For example, Pomplun et al. [29,30] identified a consensus peptide sequence LVMGLNVWLRYSK that binds RBD S1 of SARS-CoV-2 using random library screening with 800 million synthetic peptides. The results of the CABS-dock procedure, presented in Figure 5 and Table A4, show that LVMGLNVWLRYSK is likely to bind the RBD S1 fragment at positions identical to the ones detected using the APT approach: Y156 (aa 489), L159 (aa 492), Q160 (aa 493), S161 (aa 494), G163 (aa 496), and Y172 (aa 505).

4. Methods and Results (SARS-CoV-2 Peptide Modeling)

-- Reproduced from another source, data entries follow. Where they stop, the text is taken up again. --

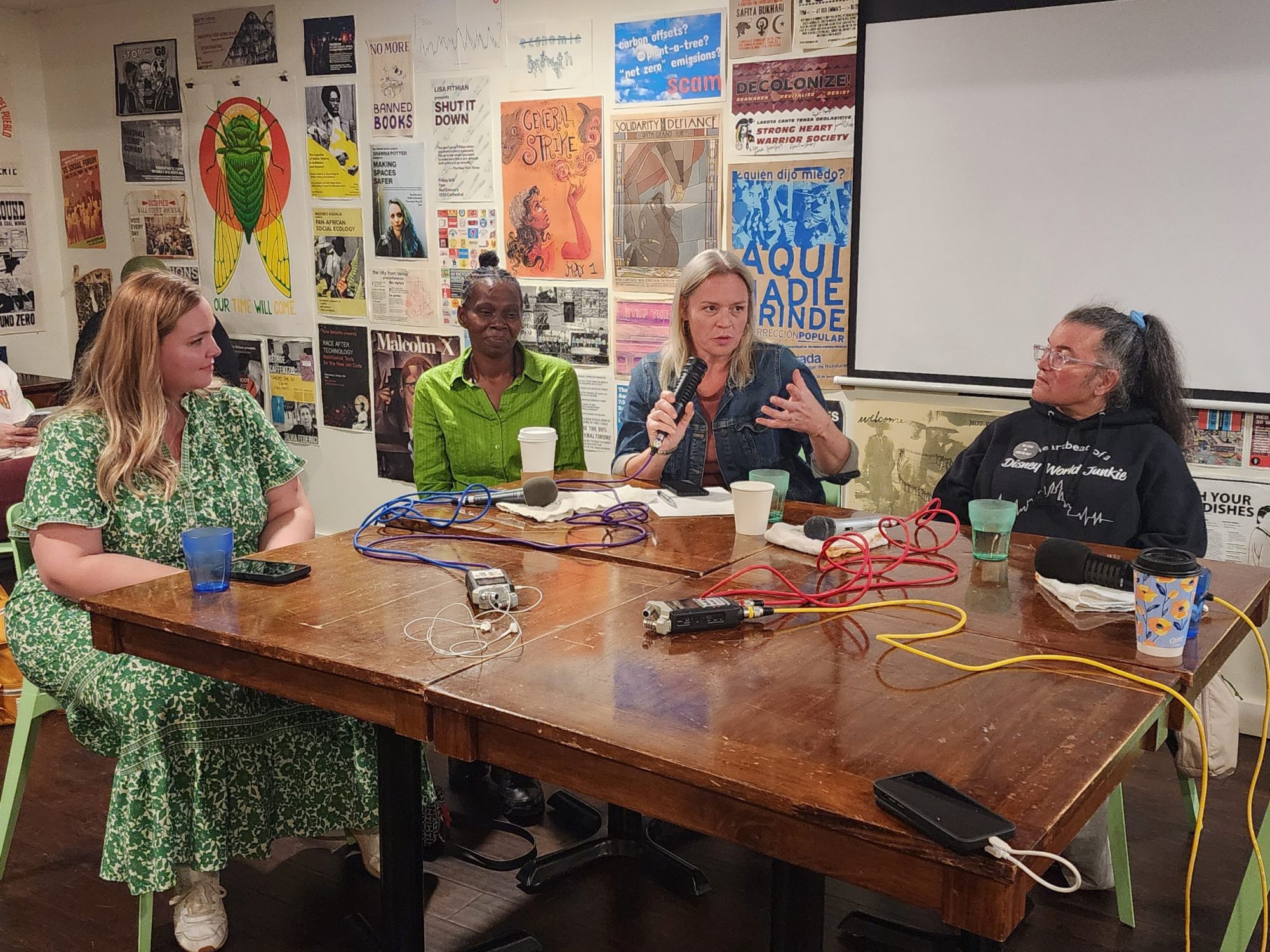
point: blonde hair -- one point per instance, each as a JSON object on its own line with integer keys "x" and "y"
{"x": 679, "y": 348}
{"x": 123, "y": 383}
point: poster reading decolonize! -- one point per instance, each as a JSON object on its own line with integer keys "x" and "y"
{"x": 153, "y": 150}
{"x": 340, "y": 262}
{"x": 331, "y": 46}
{"x": 459, "y": 116}
{"x": 401, "y": 360}
{"x": 293, "y": 390}
{"x": 82, "y": 199}
{"x": 331, "y": 114}
{"x": 553, "y": 187}
{"x": 159, "y": 224}
{"x": 760, "y": 29}
{"x": 17, "y": 266}
{"x": 397, "y": 187}
{"x": 147, "y": 81}
{"x": 392, "y": 87}
{"x": 567, "y": 322}
{"x": 344, "y": 356}
{"x": 792, "y": 225}
{"x": 666, "y": 195}
{"x": 793, "y": 107}
{"x": 643, "y": 328}
{"x": 242, "y": 37}
{"x": 669, "y": 60}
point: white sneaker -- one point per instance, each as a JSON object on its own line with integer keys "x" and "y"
{"x": 369, "y": 843}
{"x": 200, "y": 918}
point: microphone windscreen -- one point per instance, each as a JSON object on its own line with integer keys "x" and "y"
{"x": 540, "y": 492}
{"x": 819, "y": 527}
{"x": 1062, "y": 559}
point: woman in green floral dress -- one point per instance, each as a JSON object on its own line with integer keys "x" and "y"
{"x": 149, "y": 447}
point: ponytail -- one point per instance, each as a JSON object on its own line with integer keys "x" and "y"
{"x": 1145, "y": 355}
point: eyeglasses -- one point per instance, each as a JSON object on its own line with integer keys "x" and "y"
{"x": 1059, "y": 360}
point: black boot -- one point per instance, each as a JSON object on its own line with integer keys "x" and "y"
{"x": 465, "y": 775}
{"x": 523, "y": 797}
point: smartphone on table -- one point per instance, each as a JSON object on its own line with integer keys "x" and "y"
{"x": 942, "y": 812}
{"x": 267, "y": 573}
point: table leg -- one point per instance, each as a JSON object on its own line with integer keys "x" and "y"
{"x": 401, "y": 841}
{"x": 798, "y": 909}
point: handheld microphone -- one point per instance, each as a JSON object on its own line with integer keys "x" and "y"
{"x": 1069, "y": 560}
{"x": 537, "y": 492}
{"x": 822, "y": 527}
{"x": 688, "y": 384}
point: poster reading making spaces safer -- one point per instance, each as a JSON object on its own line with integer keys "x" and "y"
{"x": 791, "y": 223}
{"x": 666, "y": 195}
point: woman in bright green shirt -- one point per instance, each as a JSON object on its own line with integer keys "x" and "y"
{"x": 469, "y": 412}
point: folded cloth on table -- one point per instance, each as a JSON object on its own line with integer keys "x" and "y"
{"x": 1088, "y": 598}
{"x": 793, "y": 538}
{"x": 573, "y": 502}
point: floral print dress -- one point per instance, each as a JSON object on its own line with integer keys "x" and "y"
{"x": 206, "y": 770}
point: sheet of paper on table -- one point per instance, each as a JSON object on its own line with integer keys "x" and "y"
{"x": 718, "y": 502}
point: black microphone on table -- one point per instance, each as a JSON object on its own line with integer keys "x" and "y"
{"x": 688, "y": 384}
{"x": 1075, "y": 563}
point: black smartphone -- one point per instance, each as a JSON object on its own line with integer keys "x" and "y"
{"x": 940, "y": 810}
{"x": 683, "y": 488}
{"x": 267, "y": 573}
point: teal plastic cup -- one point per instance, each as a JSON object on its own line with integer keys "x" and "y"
{"x": 991, "y": 524}
{"x": 780, "y": 482}
{"x": 209, "y": 552}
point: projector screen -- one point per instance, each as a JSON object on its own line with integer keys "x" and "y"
{"x": 1015, "y": 166}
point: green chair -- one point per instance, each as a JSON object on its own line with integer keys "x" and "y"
{"x": 34, "y": 705}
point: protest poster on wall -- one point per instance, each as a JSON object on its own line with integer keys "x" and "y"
{"x": 669, "y": 60}
{"x": 791, "y": 223}
{"x": 553, "y": 187}
{"x": 666, "y": 195}
{"x": 460, "y": 116}
{"x": 794, "y": 107}
{"x": 345, "y": 360}
{"x": 392, "y": 87}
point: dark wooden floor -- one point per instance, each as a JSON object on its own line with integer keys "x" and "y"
{"x": 51, "y": 899}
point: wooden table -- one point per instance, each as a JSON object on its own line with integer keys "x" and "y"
{"x": 336, "y": 640}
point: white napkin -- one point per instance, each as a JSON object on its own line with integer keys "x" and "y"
{"x": 1088, "y": 598}
{"x": 575, "y": 502}
{"x": 793, "y": 538}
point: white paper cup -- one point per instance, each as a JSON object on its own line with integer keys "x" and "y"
{"x": 538, "y": 451}
{"x": 751, "y": 502}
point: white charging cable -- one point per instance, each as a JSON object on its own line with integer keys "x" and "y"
{"x": 1001, "y": 850}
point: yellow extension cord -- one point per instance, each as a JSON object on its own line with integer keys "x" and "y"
{"x": 943, "y": 607}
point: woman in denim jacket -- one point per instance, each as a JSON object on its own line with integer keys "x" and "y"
{"x": 756, "y": 408}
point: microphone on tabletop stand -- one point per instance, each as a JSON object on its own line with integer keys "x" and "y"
{"x": 688, "y": 384}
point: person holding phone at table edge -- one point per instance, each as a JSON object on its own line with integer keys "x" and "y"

4.1. Peptide Modeling and Peptide–Protein Docking

The fragment of S1 RBD sequence aa 334–523 (190 aa, Table A1)—reported to be responsible for SARS-CoV-2 binding [66,68,69]—was used for protein modeling, design, and docking [28]. Input PDB file, Table S4, was obtained using I-TASSER (Iterative Threading ASSEmbly Refinement) [80].
Two important S1 epitopes were determined with Expasy Server—ProtScale [81,82] using the hydrophobicity scale of Kyte & Doolittle, with a sliding block of 11 amino acids (Figure 6a,b). The probable binding site in the region 153–173 was confirmed by the Informational Spectrum Method (ISM, Figure 6c) using electron-ion interaction pseudopotential (EIIP) [18,83,84]. The ISM located the bioactive hot spot at the exposed (E) position Q165 (Q498) within the region of S1 RBD fragment 153–173, which corresponds to the S1 amino acid motif 486–506, empirically shown to be important for the virus-receptor binding [66,68,69,73]. Identification of B cell epitopes by means of the Bepi Pred Server [85], presented in Figure 6d, confirmed the importance of this region and the result of ISM.
The docking of the 5′ → 3′ antisense peptide KKKKYRNIRRPG, 3′ → 5′ antisense peptide KLTIKGDVSIPKVGWLPQPIV, and peptide LVMGLNVWLRYSK to the RBD of S1 SARS-CoV-2 protein was done using the CABS-dock server (Figure 3, Figure 4 and Figure 5 and Table A2, Table A3 and Table A4) [28]. CABS-dock is a useful tool in the exploration of possible peptide binding sites [28,86]. It is a global docking procedure characterized by explicit, fully flexible docking simulation and clustering-based scoring [28,86,87]. The CABS model is based on a knowledge-based parameterization of the molecular interactions, which consist of several statistical potentials [28,86]. It describes the excluded volumes of the united atoms, a model of the main chain hydrogen bonds, and the side-chain contact potentials [86]. The results of the CABS-dock procedure accurately predicted the binding of both antisense peptides and peptide LVMGLNVWLRYSK to the S1 RBD receptor epitope FNCYFPLQSYGFQPTNGVGYQ (Figure 3, Figure 4 and Figure 5 and Table A2, Table A3 and Table A4).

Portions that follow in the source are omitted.